Déjà plus de trois âges qu'il contemple.

Et Manwë aimerait être le plus humble des Hommes. Aller parcourir la terre des vivants.

Toutes ces choses qu'il ne comprend pas vraiment.

On ne pense pas de la même manière, quand on sait que l'on va mourir un jour.

Il aime les Vanyar car ils ressemblent aux Valar

Ce qui ne veut pas dire qu'il les préfère. Les Vanyar sont juste plus obéissants. Ce n'est pas eux qui défieront l'interdit.

Mais si Manwë aime les Vanyar, c'est les Noldor qu'il admire. Et les Hommes.

Quand Ar Pharazon a posé le pied sur les Terres Immortelles, ses trompettes ont réduit le tonnerre au silence pour un moment.

Et l'espace d'un battement de cœur (ce cœur qui ne bat pas, ou alors qui bat au rythme des convulsions d'Arda) il a presque souhaité être parmi eux.

Il ne l'a jamais dit.

Il espère qu'Eru ne le sait pas.

Il le sait sûrement.

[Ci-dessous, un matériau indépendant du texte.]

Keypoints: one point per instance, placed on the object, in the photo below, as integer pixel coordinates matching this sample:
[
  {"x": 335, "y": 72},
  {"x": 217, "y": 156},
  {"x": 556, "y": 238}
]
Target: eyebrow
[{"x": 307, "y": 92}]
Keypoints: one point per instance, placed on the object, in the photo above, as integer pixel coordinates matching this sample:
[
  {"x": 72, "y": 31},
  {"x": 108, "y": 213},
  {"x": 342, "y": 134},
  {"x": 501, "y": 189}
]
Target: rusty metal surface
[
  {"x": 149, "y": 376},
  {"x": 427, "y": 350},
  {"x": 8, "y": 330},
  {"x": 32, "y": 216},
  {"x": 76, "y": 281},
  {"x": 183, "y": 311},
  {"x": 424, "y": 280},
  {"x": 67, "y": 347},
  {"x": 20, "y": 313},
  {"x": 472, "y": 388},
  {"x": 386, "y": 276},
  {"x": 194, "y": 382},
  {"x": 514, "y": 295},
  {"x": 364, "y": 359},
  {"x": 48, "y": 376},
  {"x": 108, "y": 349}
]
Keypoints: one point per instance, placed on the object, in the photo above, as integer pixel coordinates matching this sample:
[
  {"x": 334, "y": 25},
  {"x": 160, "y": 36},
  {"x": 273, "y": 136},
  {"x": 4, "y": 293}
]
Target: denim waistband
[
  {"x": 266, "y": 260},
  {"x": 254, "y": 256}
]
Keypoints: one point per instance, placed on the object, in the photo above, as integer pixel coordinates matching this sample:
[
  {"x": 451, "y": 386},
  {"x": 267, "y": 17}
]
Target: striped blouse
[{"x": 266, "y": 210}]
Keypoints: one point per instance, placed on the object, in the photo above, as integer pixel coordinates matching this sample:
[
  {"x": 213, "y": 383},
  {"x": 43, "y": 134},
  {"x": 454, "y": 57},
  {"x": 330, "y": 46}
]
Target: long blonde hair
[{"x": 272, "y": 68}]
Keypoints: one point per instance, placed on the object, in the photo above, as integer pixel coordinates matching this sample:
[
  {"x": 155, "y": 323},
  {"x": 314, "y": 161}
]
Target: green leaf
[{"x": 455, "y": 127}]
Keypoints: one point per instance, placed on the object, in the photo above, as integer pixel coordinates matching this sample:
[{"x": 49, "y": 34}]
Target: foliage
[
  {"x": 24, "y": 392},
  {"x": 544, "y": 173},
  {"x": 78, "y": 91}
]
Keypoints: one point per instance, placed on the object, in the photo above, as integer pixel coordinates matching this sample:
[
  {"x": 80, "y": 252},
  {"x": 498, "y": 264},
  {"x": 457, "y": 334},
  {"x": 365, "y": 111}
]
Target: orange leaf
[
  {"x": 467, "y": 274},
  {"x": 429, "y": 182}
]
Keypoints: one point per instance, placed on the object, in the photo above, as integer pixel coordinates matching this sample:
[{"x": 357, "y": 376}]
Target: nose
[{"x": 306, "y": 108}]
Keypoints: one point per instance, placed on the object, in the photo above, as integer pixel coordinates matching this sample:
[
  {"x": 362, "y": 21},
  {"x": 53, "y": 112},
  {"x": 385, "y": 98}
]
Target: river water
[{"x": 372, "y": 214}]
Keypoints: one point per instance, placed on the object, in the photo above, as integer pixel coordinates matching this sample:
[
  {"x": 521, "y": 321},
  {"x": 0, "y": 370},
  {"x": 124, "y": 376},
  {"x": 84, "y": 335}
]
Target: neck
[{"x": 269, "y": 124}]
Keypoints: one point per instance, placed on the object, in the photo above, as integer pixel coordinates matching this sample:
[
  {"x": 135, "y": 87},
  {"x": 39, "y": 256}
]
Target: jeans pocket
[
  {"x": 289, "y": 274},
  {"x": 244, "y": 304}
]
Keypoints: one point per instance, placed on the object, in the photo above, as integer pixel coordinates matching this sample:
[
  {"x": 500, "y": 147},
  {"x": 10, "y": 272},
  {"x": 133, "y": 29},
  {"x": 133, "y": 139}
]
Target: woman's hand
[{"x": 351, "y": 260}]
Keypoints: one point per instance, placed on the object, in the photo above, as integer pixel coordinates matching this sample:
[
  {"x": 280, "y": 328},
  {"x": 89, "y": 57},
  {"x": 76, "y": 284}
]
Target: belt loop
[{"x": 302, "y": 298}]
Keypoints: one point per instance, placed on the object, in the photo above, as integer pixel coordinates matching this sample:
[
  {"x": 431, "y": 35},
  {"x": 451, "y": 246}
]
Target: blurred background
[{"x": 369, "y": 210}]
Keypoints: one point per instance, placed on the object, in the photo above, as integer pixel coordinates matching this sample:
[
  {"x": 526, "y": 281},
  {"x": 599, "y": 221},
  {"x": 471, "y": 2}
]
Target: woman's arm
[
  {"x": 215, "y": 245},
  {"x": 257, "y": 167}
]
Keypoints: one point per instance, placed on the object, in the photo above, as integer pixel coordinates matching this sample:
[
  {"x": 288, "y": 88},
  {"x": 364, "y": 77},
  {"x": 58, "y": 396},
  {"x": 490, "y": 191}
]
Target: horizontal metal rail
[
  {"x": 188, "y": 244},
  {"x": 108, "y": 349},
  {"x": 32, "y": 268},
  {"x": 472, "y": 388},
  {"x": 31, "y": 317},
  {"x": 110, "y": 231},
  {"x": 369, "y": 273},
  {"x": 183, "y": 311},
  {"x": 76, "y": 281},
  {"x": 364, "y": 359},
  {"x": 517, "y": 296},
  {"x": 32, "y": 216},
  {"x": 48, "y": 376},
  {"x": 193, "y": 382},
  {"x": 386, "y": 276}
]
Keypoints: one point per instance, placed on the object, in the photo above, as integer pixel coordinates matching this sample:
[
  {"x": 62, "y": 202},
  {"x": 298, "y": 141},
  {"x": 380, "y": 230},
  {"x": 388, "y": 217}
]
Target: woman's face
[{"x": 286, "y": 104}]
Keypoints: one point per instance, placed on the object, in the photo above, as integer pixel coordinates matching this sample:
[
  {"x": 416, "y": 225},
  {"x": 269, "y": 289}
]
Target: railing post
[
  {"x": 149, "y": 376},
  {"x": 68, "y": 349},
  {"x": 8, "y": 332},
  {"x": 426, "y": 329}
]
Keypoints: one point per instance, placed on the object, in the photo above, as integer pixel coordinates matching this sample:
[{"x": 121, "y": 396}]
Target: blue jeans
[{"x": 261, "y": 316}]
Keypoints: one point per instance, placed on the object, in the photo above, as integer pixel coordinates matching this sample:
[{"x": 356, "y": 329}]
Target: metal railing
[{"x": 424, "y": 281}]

Manwë ne lui a jamais rien caché.

oOoOoO

Parfois Manwë est soucieux.

Pas inquiet, pas encore, il en sait assez sur la suite des évènements

Ça ne durera pas.

Mais Manwë est brave. Et il a suffisamment de soucis pour s'inquiéter que ce qui est à venir.

Un Roi, même ancien a suffisamment à faire avec le présent.

Manwë règne, mais son règne est modeste.

Sa puissance n'est pas envieuse.

Ses décisions sont justes, ses commandements sont limpides.

Manwë est un bon roi.

Et quand il fait une erreur, il a toute l'éternité pour le regretter.

On pourrait dire qu'il en va de même pour les Elfes, mais leurs décisions n'ont pas les mêmes conséquences.

Manwë a les Valar, les Maiar, les Elfes et les Hommes à sa garde.

Les Nains, il les a confié à Aulë. Comme les Ents à Yavanna

Encore quelque chose qu'il regrette.

Les aigles sont à lui.

Sa seule faiblesse.

Il essaie de se disculper en se rappelant les services qu'ils ont rendus

Eru sait que sa tâche n'est pas facile. Que les Valar ne sont pas facile.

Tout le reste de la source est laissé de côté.